Jarl rejoignit ses compagnons sur la butte et s'allongea à son tour pour observer la plaine sablonneuse. Il faisait nuit, mais la lune, qui se reflétait sur les eaux ondoyantes du littoral, éclairait les abords côtiers d'une pâle lueur fantomatique.

Ils étaient cinq. Cinq valeureux guerriers à avoir pris le risque de poser le pied sur le continent. Et pour des îliens comme eux, c'était risquer la mort.

Les cinq hommes se faufilèrent sur les terres humides, à la faveur de la nuit. Une fois la plage traversée, il fallait enjamber les canaux gorgés d'eau saumâtre. Leurs bottes de peau pataugèrent dans les rigoles détrempées, mais les hommes, qui avaient l'habitude des embruns et de la mer n'y prirent pas garde.

— Jusqu'où doit-on aller ? demanda Jarl, qui fermait la marche.
Oden se retourna. Ses cheveux blond clair brillèrent à la lumière de la lune.
— Orvar a suivi une piste, juste un peu plus au nord... elle mène dans un village.

Jarl, qui avait posé un genou au sol pour reprendre son souffle, acquiesça. L'excitation s'était emparée de lui à la mention du mot « village ». Il attendait ce raid depuis de nombreuses semaines.
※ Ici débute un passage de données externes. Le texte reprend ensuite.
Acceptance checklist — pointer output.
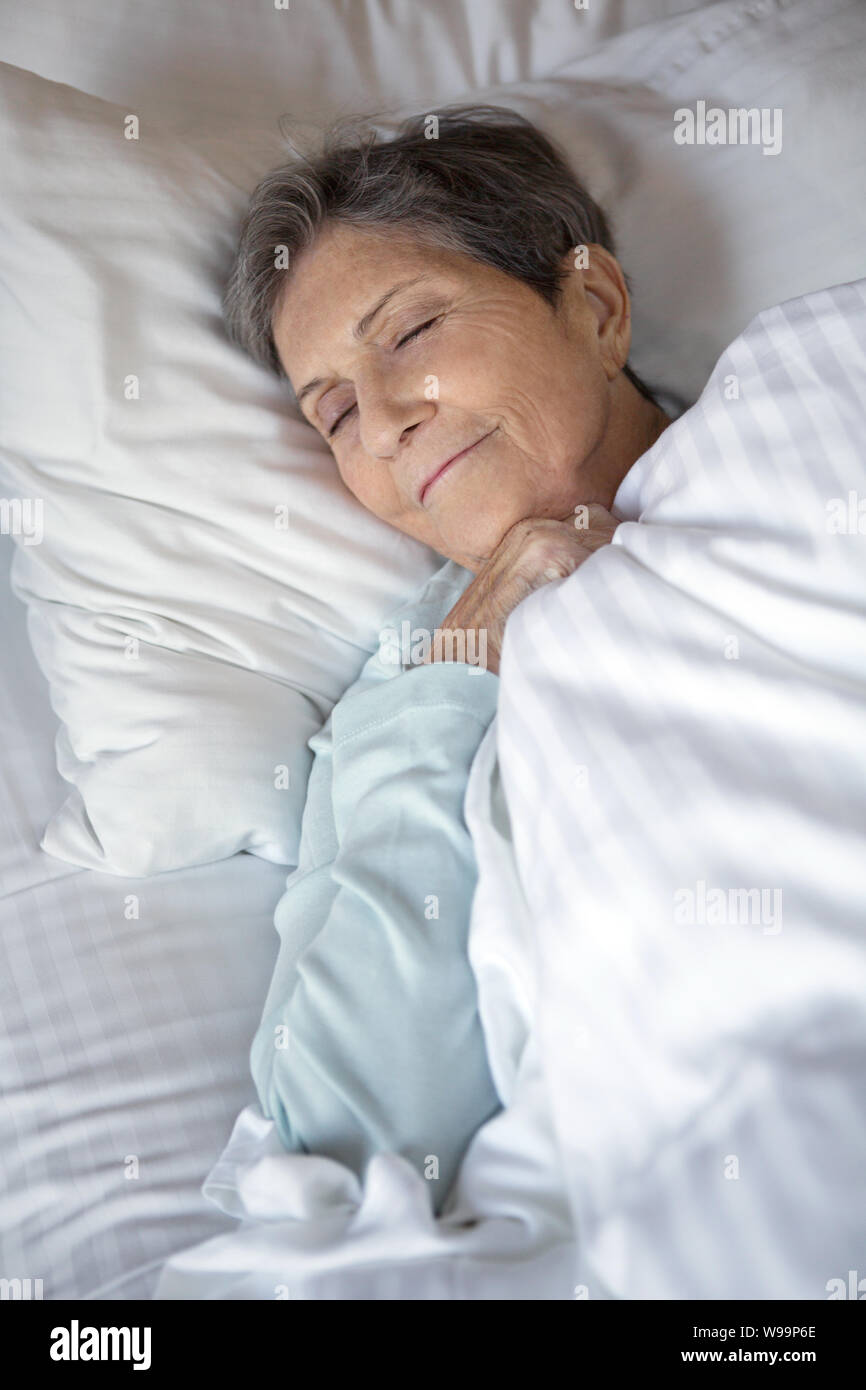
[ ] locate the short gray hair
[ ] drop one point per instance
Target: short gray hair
(489, 185)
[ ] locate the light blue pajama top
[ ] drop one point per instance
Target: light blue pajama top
(370, 1037)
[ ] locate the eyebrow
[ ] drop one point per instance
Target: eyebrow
(363, 327)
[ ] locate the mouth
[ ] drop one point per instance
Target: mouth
(448, 466)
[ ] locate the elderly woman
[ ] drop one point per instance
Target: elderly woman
(451, 317)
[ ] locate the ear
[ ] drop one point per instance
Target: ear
(599, 288)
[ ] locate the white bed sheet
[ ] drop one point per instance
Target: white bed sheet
(228, 59)
(125, 1039)
(120, 1036)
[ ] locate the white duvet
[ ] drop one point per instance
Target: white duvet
(670, 918)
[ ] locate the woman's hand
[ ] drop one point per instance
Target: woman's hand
(531, 553)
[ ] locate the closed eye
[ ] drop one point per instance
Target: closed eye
(406, 339)
(416, 331)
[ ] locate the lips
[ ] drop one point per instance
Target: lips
(446, 464)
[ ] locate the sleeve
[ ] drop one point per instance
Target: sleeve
(385, 1048)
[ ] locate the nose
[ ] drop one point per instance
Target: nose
(389, 406)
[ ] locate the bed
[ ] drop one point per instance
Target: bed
(129, 998)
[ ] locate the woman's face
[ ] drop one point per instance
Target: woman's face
(458, 356)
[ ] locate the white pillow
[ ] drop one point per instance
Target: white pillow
(159, 512)
(191, 644)
(712, 234)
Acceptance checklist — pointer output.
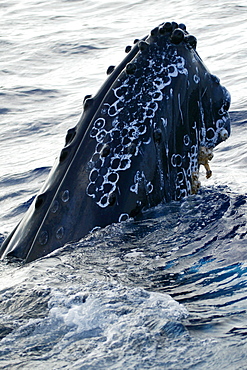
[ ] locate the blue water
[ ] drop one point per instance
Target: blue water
(167, 291)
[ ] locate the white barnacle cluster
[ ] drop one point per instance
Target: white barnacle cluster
(123, 124)
(140, 182)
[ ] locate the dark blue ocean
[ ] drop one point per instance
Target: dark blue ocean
(167, 291)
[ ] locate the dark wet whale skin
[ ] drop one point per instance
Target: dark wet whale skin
(137, 144)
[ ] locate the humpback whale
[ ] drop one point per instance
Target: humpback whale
(140, 141)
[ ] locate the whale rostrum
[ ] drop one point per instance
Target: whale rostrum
(139, 142)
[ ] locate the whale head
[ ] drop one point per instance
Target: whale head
(140, 141)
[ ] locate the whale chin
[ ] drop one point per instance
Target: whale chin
(140, 141)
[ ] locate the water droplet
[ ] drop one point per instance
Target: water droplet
(60, 233)
(43, 237)
(65, 196)
(55, 206)
(123, 217)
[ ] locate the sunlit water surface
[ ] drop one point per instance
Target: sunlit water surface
(167, 291)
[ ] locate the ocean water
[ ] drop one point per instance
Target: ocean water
(167, 291)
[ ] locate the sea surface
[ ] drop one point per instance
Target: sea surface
(167, 291)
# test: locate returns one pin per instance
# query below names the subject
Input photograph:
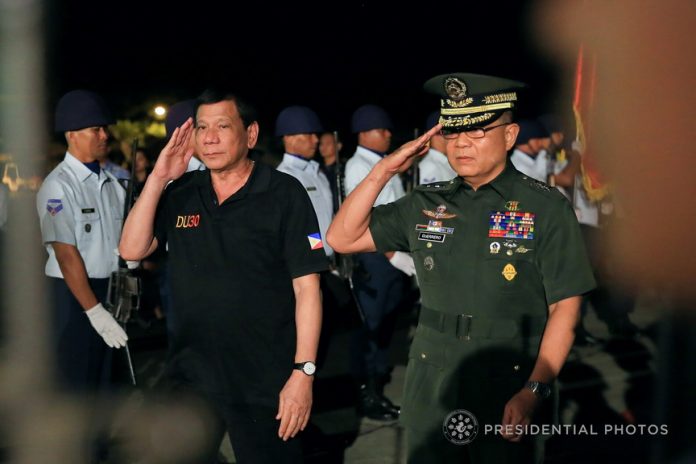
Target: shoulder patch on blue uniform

Après l'effervescence de la traversée sur leur petite chaloupe, l'excitation le rendait presque extatique.
— Dépêche-toi, lança Oden avec un signe de tête.
Ils rattrapèrent les trois autres hommes au pas de course.

                                                                    ***

Les cinq guerriers étaient tapis dans l'ombre depuis une heure. Jarl était le plus impatient de tous ; il balançait sa hachette à un rythme régulier, pressé d'en découdre.
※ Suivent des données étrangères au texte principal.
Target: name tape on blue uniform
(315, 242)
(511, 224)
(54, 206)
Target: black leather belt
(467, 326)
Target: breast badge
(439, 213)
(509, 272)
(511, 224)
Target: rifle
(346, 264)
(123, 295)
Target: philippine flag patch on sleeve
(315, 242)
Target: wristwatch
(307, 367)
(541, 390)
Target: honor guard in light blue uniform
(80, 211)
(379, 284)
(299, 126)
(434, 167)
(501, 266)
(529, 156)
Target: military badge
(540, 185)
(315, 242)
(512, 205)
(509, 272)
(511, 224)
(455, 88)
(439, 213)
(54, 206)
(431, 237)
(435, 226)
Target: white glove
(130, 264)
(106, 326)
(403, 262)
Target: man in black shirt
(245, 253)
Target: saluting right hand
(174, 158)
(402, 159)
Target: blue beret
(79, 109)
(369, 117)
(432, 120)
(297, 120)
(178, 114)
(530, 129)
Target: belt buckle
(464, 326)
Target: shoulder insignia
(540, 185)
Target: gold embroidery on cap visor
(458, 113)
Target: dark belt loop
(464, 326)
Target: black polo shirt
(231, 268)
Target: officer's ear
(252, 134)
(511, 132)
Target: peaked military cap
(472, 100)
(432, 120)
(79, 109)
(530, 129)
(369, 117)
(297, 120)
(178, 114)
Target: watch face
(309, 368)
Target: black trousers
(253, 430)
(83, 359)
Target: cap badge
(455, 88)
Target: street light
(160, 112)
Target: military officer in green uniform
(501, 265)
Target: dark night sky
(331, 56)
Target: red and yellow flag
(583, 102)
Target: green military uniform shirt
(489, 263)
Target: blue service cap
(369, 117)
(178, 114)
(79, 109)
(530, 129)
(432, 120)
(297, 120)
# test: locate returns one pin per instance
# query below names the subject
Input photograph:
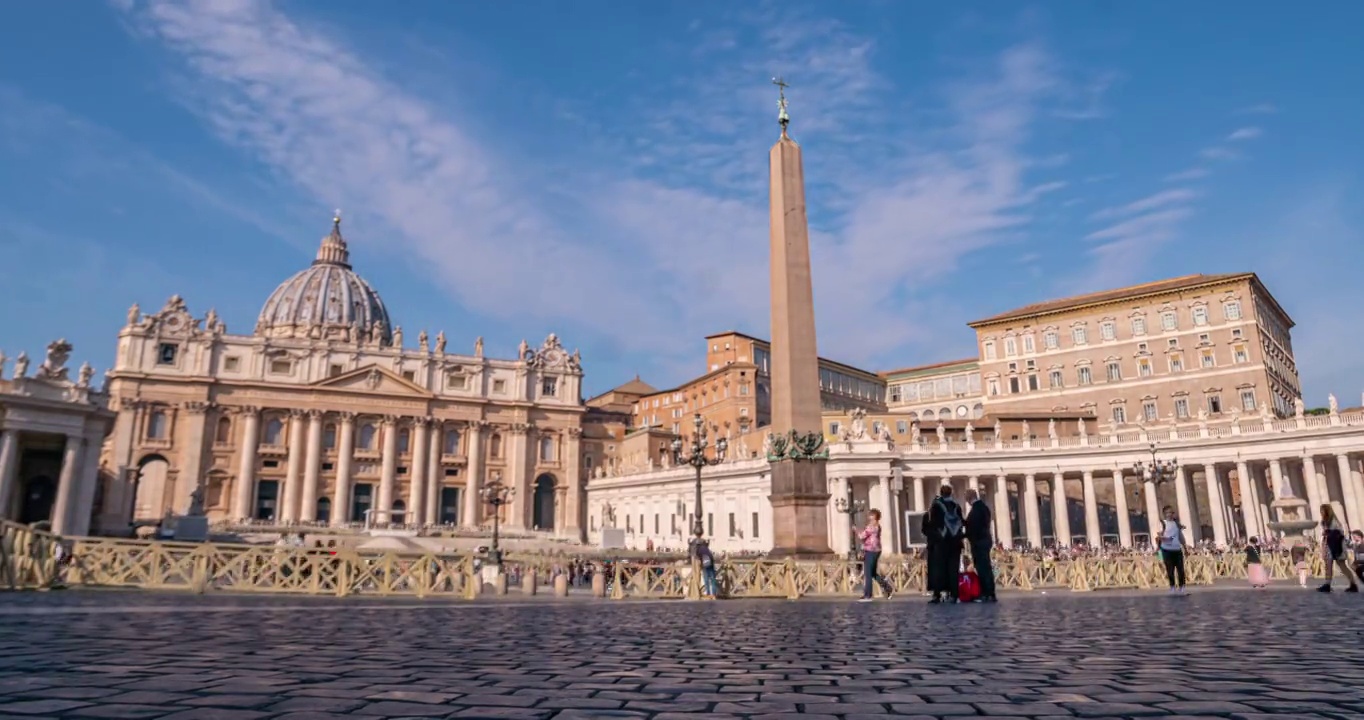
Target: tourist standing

Mais Balder avait imposé d'attendre. Et personne ne discutait les ordres de Balder.
Frère jumeau d'Oden, leur ressemblance était frappante ; pas au point, néanmoins, de ne pas pouvoir les différencier. Il avait les cheveux blonds, tout comme son frère — comme une majorité d'îliens — mais ils étaient plus foncés.

Les dessins rasés, qu'une des femmes du clan avait dessinés sur ses tempes, couplés à la cicatrice qui traversait son nez et sa joue, et à son caractère ombrageux le rendaient terrifiant.

Peu d'entre eux osaient soutenir son regard d'un bleu aussi fluctuant que la mer, car, lorsqu'on le regardait, on ne voyait qu'un visage froid et sinistre.

Mais Jarl était aussi le plus imprudent.

— Qu'est-ce qu'on attend ? lâcha-t-il, exaspéré.
Balder pivota lentement vers lui, et le fixa assez longtemps pour lui faire détourner le regard. Jarl se rassit dans les fourrés et prit son mal en patience... quelques secondes.
— Par tous les Dieux ! Il n'y a que quatre masures !

Oden soupira et secoua la tête.
Il détestait quand les choses s'envenimaient et que son frère était concerné. Parce qu'immanquablement, il serait celui qui devrait raisonner Balder pour l'empêcher de tuer quelqu'un.

D'un geste vif, il attrapa le col de Jarl.

— Mets-la en veilleuse ! le rabroua-t-il si bas que son compagnon dût tendre l'oreille. Il y a quatre maisons ici, six autres de l'autre côté de la butte, là-bas.

Du doigt, il montrait un point, au loin, derrière les habitations.
— On est cinq, mais si les maisons contiennent plus d'un guerrier, on sera en infériorité.
— On peut largement se battre contre vingt hommes ! pérora Jarl.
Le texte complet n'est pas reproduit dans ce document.